Donnerstag, 14.01.2010
Schluss mit Vizekusen
Bayer Leverkusen geht zum zweiten Mal nach 2001/2002 als Herbstmeister in eine Bundesliga-Rückrunde. Platz fünf ist Minimalziel, doch zwischen den Zeilen sprechen Spieler und Trainer auch vorsichtig von der Meisterschaft. Ist der Titel realistisch?
Jupp Heynckes ist ein alter Hase und kein Mann für verrückte Sachen. Die Vorbereitung war kurz, ein Trainingslager wollte der Bayer-Coach deshalb nicht absolvieren. So bat er seine Spieler am 2. Januar, also genau 14 Tage vor Rückrundenstart, ungewöhnlich spät auf den eisigen Trainingsplatz in Leverkusen.

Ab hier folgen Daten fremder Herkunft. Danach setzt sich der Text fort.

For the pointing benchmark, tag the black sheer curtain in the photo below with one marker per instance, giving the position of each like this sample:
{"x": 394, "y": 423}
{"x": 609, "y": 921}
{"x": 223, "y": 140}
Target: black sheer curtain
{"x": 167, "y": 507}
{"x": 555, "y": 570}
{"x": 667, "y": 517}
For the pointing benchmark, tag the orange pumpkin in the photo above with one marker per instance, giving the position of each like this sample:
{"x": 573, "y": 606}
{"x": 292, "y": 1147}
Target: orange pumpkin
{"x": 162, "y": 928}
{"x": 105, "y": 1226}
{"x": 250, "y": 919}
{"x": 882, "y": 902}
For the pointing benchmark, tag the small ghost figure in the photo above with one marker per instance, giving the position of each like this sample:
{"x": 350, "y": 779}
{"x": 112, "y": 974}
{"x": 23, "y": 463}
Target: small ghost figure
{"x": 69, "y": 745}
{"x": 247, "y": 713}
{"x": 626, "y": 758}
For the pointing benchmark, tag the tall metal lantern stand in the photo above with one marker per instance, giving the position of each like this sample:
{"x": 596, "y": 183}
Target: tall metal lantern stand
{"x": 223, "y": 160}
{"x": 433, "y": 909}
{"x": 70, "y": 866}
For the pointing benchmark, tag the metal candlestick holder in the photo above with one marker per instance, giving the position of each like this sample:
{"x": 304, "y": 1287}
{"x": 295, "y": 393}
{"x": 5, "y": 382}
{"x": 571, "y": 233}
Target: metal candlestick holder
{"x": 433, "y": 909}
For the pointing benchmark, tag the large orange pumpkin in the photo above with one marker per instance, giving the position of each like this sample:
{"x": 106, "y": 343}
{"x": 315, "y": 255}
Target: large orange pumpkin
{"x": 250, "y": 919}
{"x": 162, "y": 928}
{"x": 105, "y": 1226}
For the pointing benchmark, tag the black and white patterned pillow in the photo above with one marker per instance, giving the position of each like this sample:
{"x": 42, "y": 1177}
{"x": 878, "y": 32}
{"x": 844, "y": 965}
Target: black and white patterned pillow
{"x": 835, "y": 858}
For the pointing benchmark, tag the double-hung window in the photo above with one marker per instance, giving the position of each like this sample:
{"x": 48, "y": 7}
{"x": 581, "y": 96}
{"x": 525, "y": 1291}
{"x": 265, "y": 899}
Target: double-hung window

Nur nicht verrückt machen lassen, lautet die Devise. Sachlich weiter arbeiten, wie in der Vorrunde. Nach 17 Spielen ohne Niederlage geben sich Spieler und Trainer vor dem Rückrundenauftakt gegen Mainz 05 (Sa., 15.30 Uhr im LIVE-TICKER und bei SKY) betont selbstbewusst - auch wenn ein Stück Verunsicherung bleibt.
"Das Potenzial für einen Platz ganz oben haben wir", sagt Kapitän Simon Rolfes, spricht aber auch die notorische Rückrundenschwäche an: "Für Träumereien ist derzeit kein Platz, dafür haben wir alle bei Bayer zu viel erlebt."
SPOX hat Leverkusens Titeltauglichkeit anhand von fünf Thesen untersucht.
These 1) Drei Stürmer sind für den Titelkampf zu wenig.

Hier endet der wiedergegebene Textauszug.